For the Heat though there was a clear feeling of falling short of their much publicised goal.
"There's certainly an emptiness right now with our group," said Heat coach Erik Spoelstra. "We've been through a heck of a lot this season, where in many ways it felt like two seasons built in one.
"There's no excuses. There's no blame. Sometimes you simply come up short. All of the story lines and noise out there, that had nothing to do with this series and the outcome.
"But it doesn't make it feel any easier for the guys in the locker room.
"One day we'll probably be able to look back on this, sometime this summer, when the emptiness and the pain leaves, and we'll feel better about what happened.
"It's a special group. A lot of guys sacrificed to make this happen. It was unfortunate we just came up short.
Americans, like most neutral fans, love backing the underdog and that support had an extra potency this year with the Heat being the team so many love to hate James, for various reasons, becoming a cartoon villain.
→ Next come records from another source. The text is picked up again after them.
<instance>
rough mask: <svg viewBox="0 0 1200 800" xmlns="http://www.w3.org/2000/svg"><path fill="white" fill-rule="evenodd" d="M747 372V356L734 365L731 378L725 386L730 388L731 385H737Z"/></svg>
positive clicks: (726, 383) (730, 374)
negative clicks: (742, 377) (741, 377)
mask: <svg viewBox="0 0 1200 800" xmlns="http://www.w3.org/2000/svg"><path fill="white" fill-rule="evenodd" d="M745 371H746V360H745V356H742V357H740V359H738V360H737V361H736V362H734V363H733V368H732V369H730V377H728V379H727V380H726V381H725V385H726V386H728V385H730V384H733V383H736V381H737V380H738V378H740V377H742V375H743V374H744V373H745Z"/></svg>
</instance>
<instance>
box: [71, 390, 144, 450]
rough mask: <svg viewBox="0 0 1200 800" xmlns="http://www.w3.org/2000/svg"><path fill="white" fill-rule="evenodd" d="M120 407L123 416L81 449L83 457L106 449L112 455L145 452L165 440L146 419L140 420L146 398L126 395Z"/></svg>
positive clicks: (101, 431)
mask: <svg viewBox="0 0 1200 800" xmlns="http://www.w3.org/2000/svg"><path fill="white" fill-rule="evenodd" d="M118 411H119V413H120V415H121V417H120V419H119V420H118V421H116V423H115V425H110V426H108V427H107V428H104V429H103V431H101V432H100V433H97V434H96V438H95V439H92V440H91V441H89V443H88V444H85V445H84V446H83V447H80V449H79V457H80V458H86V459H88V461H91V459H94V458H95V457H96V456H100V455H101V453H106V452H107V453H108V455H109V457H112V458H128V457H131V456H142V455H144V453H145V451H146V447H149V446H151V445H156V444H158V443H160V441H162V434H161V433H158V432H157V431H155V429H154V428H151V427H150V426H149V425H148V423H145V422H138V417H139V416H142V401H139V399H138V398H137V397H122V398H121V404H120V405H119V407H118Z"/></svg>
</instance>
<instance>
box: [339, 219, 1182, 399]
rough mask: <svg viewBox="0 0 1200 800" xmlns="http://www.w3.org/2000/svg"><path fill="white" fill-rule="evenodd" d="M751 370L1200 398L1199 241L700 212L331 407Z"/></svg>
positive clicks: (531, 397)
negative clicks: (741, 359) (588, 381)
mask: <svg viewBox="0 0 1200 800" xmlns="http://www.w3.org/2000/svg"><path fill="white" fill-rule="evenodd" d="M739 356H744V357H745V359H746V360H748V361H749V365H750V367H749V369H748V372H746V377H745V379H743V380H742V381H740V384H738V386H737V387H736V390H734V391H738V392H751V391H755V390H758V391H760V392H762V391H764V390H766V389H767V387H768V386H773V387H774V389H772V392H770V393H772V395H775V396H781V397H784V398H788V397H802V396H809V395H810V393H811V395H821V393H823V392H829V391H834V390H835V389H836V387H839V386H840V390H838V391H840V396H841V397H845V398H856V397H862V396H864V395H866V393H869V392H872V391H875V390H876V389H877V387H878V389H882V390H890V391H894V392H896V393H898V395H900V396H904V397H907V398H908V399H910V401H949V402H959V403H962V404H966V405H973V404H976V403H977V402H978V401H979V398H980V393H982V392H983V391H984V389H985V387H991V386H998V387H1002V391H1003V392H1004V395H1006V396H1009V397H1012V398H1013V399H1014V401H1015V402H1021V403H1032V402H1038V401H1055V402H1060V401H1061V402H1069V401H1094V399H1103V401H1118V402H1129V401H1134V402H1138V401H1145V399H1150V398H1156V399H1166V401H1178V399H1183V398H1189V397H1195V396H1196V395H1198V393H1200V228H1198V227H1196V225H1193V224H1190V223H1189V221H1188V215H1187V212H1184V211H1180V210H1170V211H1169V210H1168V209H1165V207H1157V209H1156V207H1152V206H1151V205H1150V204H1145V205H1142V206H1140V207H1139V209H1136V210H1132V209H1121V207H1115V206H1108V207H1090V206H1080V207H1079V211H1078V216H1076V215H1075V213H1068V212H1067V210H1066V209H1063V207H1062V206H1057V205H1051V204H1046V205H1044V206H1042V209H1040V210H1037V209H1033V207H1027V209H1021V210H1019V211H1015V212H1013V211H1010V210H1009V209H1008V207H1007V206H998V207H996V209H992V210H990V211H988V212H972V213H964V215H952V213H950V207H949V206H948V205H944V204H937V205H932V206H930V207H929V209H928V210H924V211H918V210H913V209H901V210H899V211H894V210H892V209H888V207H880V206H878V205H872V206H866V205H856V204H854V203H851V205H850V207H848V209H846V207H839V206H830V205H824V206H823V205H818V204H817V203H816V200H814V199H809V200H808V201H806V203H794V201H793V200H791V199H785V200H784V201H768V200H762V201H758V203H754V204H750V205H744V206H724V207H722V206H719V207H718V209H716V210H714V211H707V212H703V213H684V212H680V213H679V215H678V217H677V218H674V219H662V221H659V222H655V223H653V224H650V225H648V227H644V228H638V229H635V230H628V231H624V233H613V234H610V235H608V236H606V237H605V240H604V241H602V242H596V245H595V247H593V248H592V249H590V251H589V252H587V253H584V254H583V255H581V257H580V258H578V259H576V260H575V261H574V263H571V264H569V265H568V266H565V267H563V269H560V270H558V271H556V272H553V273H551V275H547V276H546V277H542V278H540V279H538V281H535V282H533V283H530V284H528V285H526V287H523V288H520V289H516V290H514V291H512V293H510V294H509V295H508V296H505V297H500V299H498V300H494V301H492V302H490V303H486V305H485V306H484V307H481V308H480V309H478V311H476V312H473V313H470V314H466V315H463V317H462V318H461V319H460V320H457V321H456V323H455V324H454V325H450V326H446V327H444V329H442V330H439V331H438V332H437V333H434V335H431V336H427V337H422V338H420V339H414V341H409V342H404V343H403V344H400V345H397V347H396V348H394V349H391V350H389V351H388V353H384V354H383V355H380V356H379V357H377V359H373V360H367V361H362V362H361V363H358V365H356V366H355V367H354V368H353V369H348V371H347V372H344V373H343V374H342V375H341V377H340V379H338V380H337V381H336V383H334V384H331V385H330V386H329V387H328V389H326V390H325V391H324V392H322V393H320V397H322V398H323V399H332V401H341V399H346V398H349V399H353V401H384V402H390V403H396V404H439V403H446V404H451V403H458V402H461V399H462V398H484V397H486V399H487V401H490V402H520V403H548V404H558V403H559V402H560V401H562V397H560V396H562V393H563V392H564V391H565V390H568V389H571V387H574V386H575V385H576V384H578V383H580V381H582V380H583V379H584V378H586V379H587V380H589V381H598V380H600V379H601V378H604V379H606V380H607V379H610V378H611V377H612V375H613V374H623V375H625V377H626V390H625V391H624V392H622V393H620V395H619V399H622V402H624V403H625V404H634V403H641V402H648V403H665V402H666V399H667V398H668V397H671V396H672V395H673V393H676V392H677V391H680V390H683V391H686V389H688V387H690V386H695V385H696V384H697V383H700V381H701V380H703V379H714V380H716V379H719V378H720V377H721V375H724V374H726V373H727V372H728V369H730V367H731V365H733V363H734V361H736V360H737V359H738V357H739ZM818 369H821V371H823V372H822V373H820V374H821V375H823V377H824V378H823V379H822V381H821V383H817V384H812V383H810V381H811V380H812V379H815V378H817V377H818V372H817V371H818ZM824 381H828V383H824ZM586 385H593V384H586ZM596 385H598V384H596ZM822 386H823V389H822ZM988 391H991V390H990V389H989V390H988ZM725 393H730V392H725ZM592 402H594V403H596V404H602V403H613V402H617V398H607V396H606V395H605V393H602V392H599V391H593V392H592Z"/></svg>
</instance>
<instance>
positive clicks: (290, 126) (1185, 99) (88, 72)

For Spoelstra it all seemed a little ridiculous. "LeBron has been a lightning rod for a lot of everything," the coach added. "Criticism, and a lot of the noise that's been created outside. I think it's really unfair.
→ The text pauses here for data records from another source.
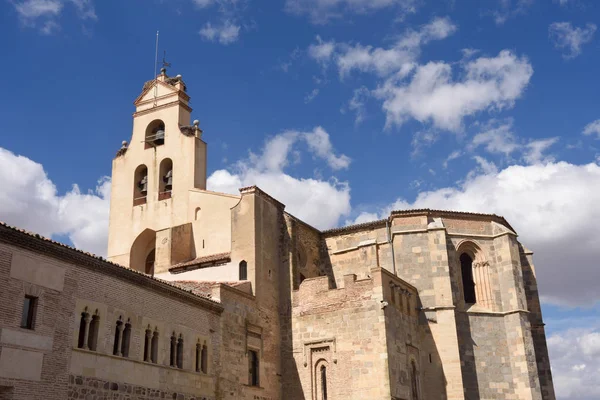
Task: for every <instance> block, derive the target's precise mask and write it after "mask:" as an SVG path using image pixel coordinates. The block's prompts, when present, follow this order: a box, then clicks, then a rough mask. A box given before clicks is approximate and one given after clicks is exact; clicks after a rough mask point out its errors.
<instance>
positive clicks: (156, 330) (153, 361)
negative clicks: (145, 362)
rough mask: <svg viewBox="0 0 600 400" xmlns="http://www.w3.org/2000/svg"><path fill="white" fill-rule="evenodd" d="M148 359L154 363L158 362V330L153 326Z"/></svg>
mask: <svg viewBox="0 0 600 400" xmlns="http://www.w3.org/2000/svg"><path fill="white" fill-rule="evenodd" d="M150 361H152V362H153V363H154V364H156V363H157V362H158V330H157V329H156V328H155V329H154V333H153V334H152V351H151V353H150Z"/></svg>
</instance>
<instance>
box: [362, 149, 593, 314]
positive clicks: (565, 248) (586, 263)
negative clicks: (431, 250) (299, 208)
mask: <svg viewBox="0 0 600 400" xmlns="http://www.w3.org/2000/svg"><path fill="white" fill-rule="evenodd" d="M479 161H480V162H481V163H480V164H481V166H482V167H483V172H479V173H475V174H469V175H468V176H467V178H466V179H465V181H464V182H463V183H462V184H461V185H460V186H459V187H446V188H442V189H438V190H434V191H429V192H422V193H420V194H419V195H418V196H417V198H416V200H415V201H413V202H409V201H406V200H404V199H398V200H397V201H396V202H394V203H392V204H390V205H389V206H387V207H384V208H383V209H380V210H378V212H376V213H375V214H376V215H378V216H379V217H385V216H387V215H389V211H390V210H392V209H408V208H437V209H446V210H460V211H472V212H483V213H495V214H498V215H502V216H504V217H505V218H506V219H507V221H508V222H509V223H511V224H512V226H513V227H514V228H515V229H516V230H517V233H519V235H520V240H521V242H522V243H523V244H524V245H525V246H527V247H528V248H530V249H532V250H533V251H534V252H535V256H534V263H535V265H536V270H537V271H538V279H539V281H538V283H539V287H540V293H541V295H542V299H543V300H545V301H548V302H551V303H555V304H565V305H588V306H589V305H593V304H594V303H595V302H598V301H600V292H599V291H598V288H597V282H598V281H600V270H599V269H598V268H597V265H598V259H600V224H598V221H600V208H599V207H598V204H600V189H599V188H600V166H598V165H597V164H595V163H591V164H587V165H574V164H569V163H566V162H557V163H546V164H540V163H538V164H534V165H529V166H518V165H514V166H510V167H508V168H505V169H503V170H501V171H499V172H498V171H495V170H494V167H492V166H490V165H485V160H483V159H481V160H478V162H479ZM370 213H371V214H374V211H370ZM364 219H365V218H364V215H360V216H359V218H358V219H357V220H360V221H364ZM575 267H576V268H577V273H576V274H574V273H573V271H574V270H573V268H575Z"/></svg>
"He made a tremendous sacrifice to come here, and he's been an ultimate team player. He should not be criticised for that," he said, referring to James' decision - like Wade and Bosh - to take a pay cut to join forces in South Florida.
The Heat's plans for next year will surely involve an examination of their bench options, though what will be looked at in the coming days will be what appeared to be a lack of vibrancy in the Heat's performance in game six and Bosh suggested Dallas had shown the greater desire.
"They wanted it more than we did. They played great, we came up short and that's it really. We played together, they just did a better job. They were the better team," he said.
The Heat though are not alone in being a top team who fell short of expectations and Spoelstra said he hoped the season would be viewed as a learning process on the way to better things.
"It could be that it is a rite of passage, but that's not what we were thinking about now," he said.
"But we still have a young core. It's a bright future."